Viene in mente il filosofo Jean-Luc Nancy, là dove riflette su una «voce in quanto tale» che «non rinvia che a sé»: Ewa Benesz indaga la voce non come “entità semantica”, veicolante parole, ma soprattutto in quanto “entità vocalica”, al di qua e al di là del significato. Ecco quello che ci ha scritto sul suo lavoro a Ca’ Colmello:
«Il canovaccio dell’incontro sono le pratiche vocali scelte dall’antropologia del canto. Il suono è un fenomeno fisico analizzato e descritto dalla scienza. L’attore sperimenta la fisicità del suono. Cerca la fonte della sonorità nel proprio corpo, individua e riconosce il corpo come cassa di risonanza, ritrova gli spazi che vibrano lungo la colonna vertebrale, nel torace, nella gola e nel cranio. Ma il suono è un fenomeno immateriale, unisce l’udibile al non udibile, emerge dal silenzio e scompare, si dissolve. Simile alla luce che appare dalle tenebre e distingue il visibile dall’invisibile, quello che è da quello che non è.
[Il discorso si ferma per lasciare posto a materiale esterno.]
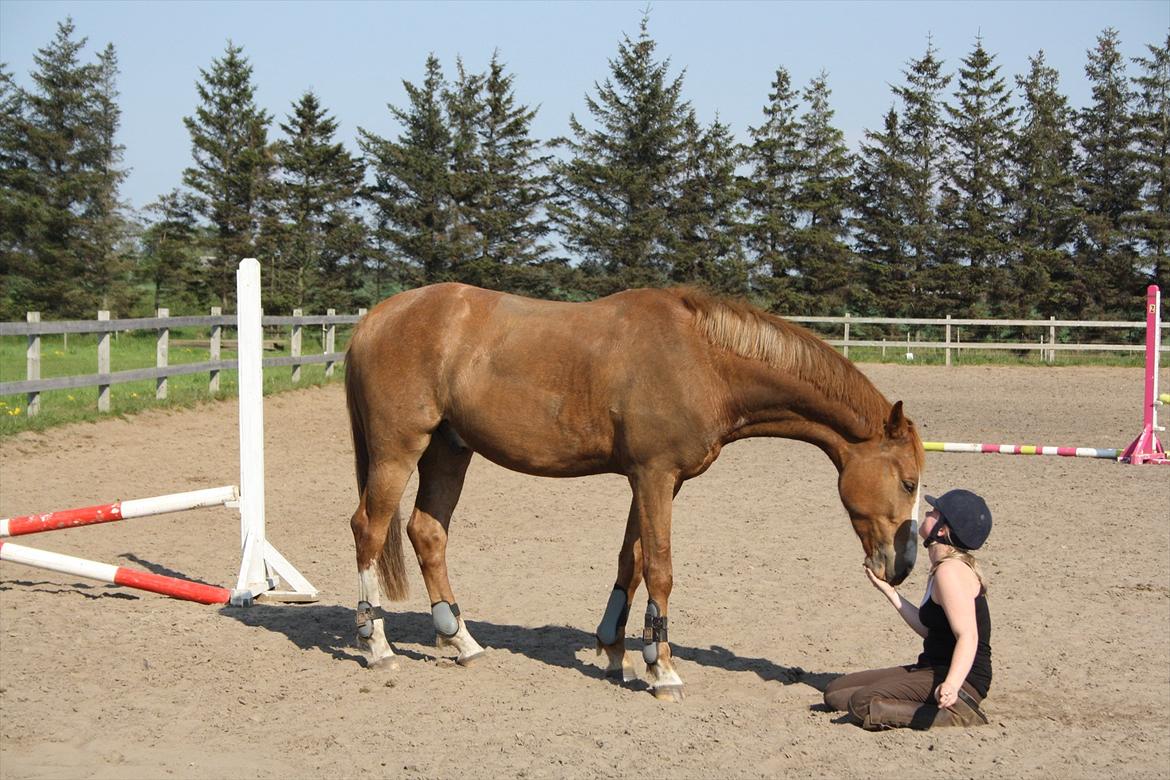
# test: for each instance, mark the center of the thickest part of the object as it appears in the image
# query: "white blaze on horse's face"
(880, 490)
Le pratiche vocali provengono in gran parte dalle antiche tradizioni dell’Oriente. Nella cosmologia orientale il mondo è stato creato dal suono e il suono cosmico pervade il tutto. Il canto è tutt’uno col senso dell’udito che percepisce intorno a noi, vicino a noi, lontano da noi, verso l’alto, in tutte le direzioni. L’udito riconosce lo spazio. Mariusz Schneider sostiene che è l’udito il senso più mistico dei cinque e che la forza attiva del canto è la fiducia. Ma non possiamo dimenticare la cosa fondamentale: il respiro è il veicolo della voce, il quale dona al canto un potere particolare. La sonorità del canto è stata catturata nelle cupole e nelle campane dei luoghi di culto e di protezione. Io so dalla mia esperienza che il canto invoca la memoria del corpo. Ringrazio Chiara Tabarroni e Bruno Fronteddu per la possibilità delle esperienze nella loro casa di Ca’ Colmello, la sala ha buona acustica e il centro ha qualcosa di trasparente».
Ewa Benesz
Attrice polacca, laureata in Lettere all’Università di Lublino e diplomata in Arte Drammatica a Varsavia. Ha lavorato nell’Instytut Aktora-Teatr Laboratorium diretto da Jerzy Grotowski in Polonia. Nel ‘70 ha fondato assieme a tre colleghi della Scuola d’Arte Drammatica di Varsavia lo Studio Teatrale. Negli anni ‘75-‘76 ha insegnato all’Università di Lublino Teoria della Cultura e Storia del Teatro Contemporaneo. Dall’ ‘82 al ‘96 ha collaborato con Rena Mirecka nei progetti parateatrali Be here now…Towards, The way to the centre e Now it’s the Flight, realizzati in vari Paesi d’Europa, in America e in Israele. Dal ‘97 conduce le esperienze parateatrali Essere, Verso l’origine, Le pratiche originarie dell’attore e Le pratiche vocali in varie città e luoghi d’Europa. Collabora con l’Università degli Studi Suor Orsola Benincasa di Napoli, l’Università degli Studi di Catania, l’Università Ca’ Foscari di Venezia e con l’Università M.C.Sklodowska di Lublino, in Polonia. Vive in una casa tra le montagne in Sardegna dove sta sviluppando una ricerca pratica ispirata agli antichi testi sanscriti dei Veda.
Chi fosse interessato a questi temi veda almeno il numero monografico di “Culture Teatrali” su Teatri di voce, a cura di Lucia Amara e Piersandra Di Matteo (Bologna, 2010).
Per concludere, Italo Calvino: «C’è una persona viva, gola, torace, sentimenti, che spinge nell’aria questa voce diversa da tutte le altre voci».